En el enfoque narrativo, el énfasis entre el medico y el paciente es crear un espacio donde emerjan múltiples perspectivas y coexistan, desarrollando una relación horizontal y colaborativa, apertura, y optimismo. El medico que use herramientas narrativas, puede desarrollar una relación no solo con la enfermedad del paciente sino con la vida de paciente, en formas sorprendentes y gratificantes. Como dijo la Dra. B, “Antes de comenzar a trabajar con el Sr. A en una forma narrativa, él no me gustaba. Cuando nos unimos en un equipo contra el “no cuidado”, dejó de no gustarme el Sr. A, y comenzó a no gustarme el problema. Luego, el Sr. A comenzó a preocuparse más de sí mismo, y yo comencé a preocuparme mas de el también”. El Sr. A creó nuevas posibilidades de tratamiento de su diabetes, pero la Dra. B también creó una nueva historia sobre su paciente y el significado de la no adherencia al tratamiento.
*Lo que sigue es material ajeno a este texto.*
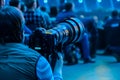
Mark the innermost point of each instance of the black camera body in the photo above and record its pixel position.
(67, 32)
(50, 42)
En este caso, incorporar la narrativa condujo a una dinámica de sanación y empoderamiento entre la doctora, el paciente, y el problema de no cuidarse.

Tabla 1: Tipos de preguntas narrativas

Término Propósito Ejemplo
DECONSTRUCTIVA Mostrar como se construyen las historias, situar las narrativas en sistemas mas grandes ¿Quién le dijo que “los hombres de verdad” no cuidan de su salud?
RENOMBRANDO Apoyar la eficacia del paciente compartiendo la autoría y expertise con el paciente (el medico es experto en medicina y el paciente es experto en su historia) ¿Cómo llamaría usted este problema de no cuidarse?
PERSPECTIVA Explorar el punto de vista de otras personas sobre el paciente ¿Están todos de acuerdo en su casa que usted no es capaz de manejar su diabetes, o alguien tiene otra idea?
ABRIR ESPACIO Permitir la exploración de pensamientos y acciones optimistas, esperanzadores, destacar la eficacia del paciente en manejar el problema ¿Ha habido momentos en que el “no cuidarse” no haya tomado el control?
HIPOTÉTICA (MILAGRO) Estimular al paciente a imaginar un futuro diferente, mas esperanzador, de acuerdo a la narrativa de si mismo que le haga sentido Suponga que ocurre un milagro, y el no cuidarse estuviera resuelto; como cambiaria su vida?
PREFERENCIA Asegurarse de que los momentos excepcionales son realmente preferidos sobre la historia problema, establecer las preferencias del paciente Como se sintió cuando logró cuidarse? Fue eso algo que usted realmente quería?
DESARROLLO DE LA HISTORIA Explorar y detenerse en elementos de la historia preferida Dígame mas sobre como fue capaz de resistirse a la comida rápida? Que paso exactamente esa vez?
REDESCRIPCIÓN Ayudar al paciente a reconocer características preferidas por el en si mismo, y explorar sus implicancias en su identidad ¿Qué dice de usted como persona el que haya podido monitorear su glicemia todos los días la semana pasada?
BIFURCACIÓN Estimular al paciente a alinearse en contra del problema Este evento que usted describe, esta del lado de no cuidarse, o esta en contra de no cuidarse?
DETENERSE Ayudar al paciente a reenfocarse cuando pareciera quedarse estancado en la vieja historia ¿Qué historia me esta contando ahora?
AUDIENCIA Identificar testigos que apoyen la nueva historia ¿Quiénes en su vida serían los menos sorprendidos con que haya logrado hacer este cambio?